Depuis plusieurs mois, la situation est tendue dans le nord de l'Ethiopie. Des forces amhara et érythréennes sont toujours présentes dans la région, en violation de l'accord de paix de Pretoria - auquel elles n'ont pas participé - qui prévoyait leur retrait.

Début 2025, le chef de l'administration intérimaire au Tigré, institution mise en place par Addis Abeba, avait été contraint de fuir Mekele, la capitale régionale, en raison de divisions croissantes au sein du TPLF.

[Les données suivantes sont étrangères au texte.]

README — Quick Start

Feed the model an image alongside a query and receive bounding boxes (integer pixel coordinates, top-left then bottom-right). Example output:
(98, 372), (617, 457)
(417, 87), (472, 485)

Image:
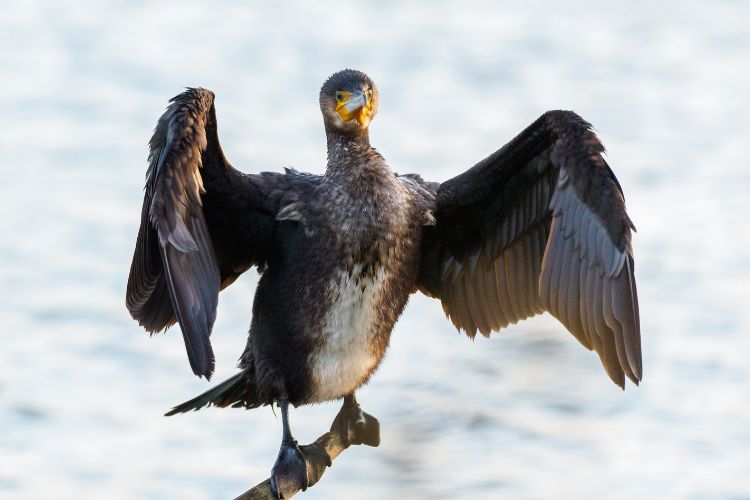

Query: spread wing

(419, 111), (642, 386)
(126, 89), (285, 378)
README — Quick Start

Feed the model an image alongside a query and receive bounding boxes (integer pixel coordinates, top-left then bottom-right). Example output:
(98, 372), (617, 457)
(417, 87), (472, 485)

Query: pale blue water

(0, 0), (750, 499)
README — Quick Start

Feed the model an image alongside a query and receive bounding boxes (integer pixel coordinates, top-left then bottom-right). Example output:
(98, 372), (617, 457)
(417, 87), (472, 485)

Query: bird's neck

(326, 129), (393, 183)
(326, 127), (371, 162)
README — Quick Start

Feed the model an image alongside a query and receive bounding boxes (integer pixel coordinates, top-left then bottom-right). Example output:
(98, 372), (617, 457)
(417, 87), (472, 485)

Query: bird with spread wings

(126, 70), (642, 498)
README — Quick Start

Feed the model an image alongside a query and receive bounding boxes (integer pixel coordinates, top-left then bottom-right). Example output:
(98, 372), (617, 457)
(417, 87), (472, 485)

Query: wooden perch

(235, 431), (348, 500)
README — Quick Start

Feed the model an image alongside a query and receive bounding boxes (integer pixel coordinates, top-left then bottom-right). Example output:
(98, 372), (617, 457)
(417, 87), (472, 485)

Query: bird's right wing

(126, 89), (294, 378)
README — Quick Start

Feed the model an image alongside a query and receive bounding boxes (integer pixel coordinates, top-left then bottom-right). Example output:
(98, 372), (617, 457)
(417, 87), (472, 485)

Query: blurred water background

(0, 0), (750, 499)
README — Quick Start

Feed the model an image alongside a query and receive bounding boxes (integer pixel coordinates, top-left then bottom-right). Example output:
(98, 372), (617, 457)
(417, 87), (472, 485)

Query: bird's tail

(164, 371), (263, 417)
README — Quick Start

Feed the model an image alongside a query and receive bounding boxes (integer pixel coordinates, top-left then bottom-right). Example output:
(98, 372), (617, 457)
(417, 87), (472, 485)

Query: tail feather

(164, 372), (263, 417)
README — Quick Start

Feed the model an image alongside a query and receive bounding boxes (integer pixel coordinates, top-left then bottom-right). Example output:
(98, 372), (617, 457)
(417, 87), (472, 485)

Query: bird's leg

(331, 392), (380, 446)
(271, 399), (331, 498)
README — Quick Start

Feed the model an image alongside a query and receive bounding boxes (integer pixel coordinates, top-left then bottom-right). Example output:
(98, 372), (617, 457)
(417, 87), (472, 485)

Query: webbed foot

(271, 440), (309, 498)
(331, 395), (380, 446)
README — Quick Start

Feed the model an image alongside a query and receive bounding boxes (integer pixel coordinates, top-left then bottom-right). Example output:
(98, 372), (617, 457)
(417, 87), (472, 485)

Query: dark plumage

(127, 70), (642, 496)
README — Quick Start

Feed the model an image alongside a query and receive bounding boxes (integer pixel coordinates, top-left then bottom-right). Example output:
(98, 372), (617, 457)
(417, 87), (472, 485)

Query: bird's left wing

(419, 111), (642, 386)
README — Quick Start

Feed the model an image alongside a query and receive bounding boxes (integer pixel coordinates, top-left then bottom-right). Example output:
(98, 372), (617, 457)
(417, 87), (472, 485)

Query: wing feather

(419, 111), (642, 386)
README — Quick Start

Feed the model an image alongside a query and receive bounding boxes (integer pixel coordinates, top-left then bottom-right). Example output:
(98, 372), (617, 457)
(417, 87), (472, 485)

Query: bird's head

(320, 69), (378, 135)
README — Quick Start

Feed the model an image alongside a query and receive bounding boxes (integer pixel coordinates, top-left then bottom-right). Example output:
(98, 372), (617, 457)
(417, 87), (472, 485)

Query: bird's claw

(271, 441), (310, 498)
(331, 404), (380, 446)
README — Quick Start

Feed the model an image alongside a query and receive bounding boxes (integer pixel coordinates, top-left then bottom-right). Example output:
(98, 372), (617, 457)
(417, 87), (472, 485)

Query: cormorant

(127, 69), (641, 498)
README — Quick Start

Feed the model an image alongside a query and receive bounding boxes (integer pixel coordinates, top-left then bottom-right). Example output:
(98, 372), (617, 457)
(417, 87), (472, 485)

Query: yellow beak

Ce parti qui a dominé l'Ethiopie pendant presque trois décennies avant de se retrouver marginalisé après l'arrivée au pouvoir en 2018 du Premier ministre Abiy Ahmed et d'être aujourd'hui radié, est accusé par les autorités fédérales de s'être rapproché de l'Erythrée voisine.

Les relations entre les deux voisins de la Corne de l'Afrique, qui s'étaient réchauffées durant la guerre du Tigré, lorsque les troupes érythréennes avaient appuyé les forces fédérales éthiopiennes, sont de nouveau acrimonieuses, nourries de discours belliqueux, faisant planer le risque d'un nouveau conflit.

Pour Kjetil Tronvoll, professeur à Oslo New University College et spécialiste de la zone, cette confrontation entre forces fédérales et tigréennes "n'est pas surprenante". "Le risque d'une escalade militaire est grave, et il est possible que des forces non éthiopiennes viennent appuyer les forces tigréennes", a-t-il confié à l'AFP.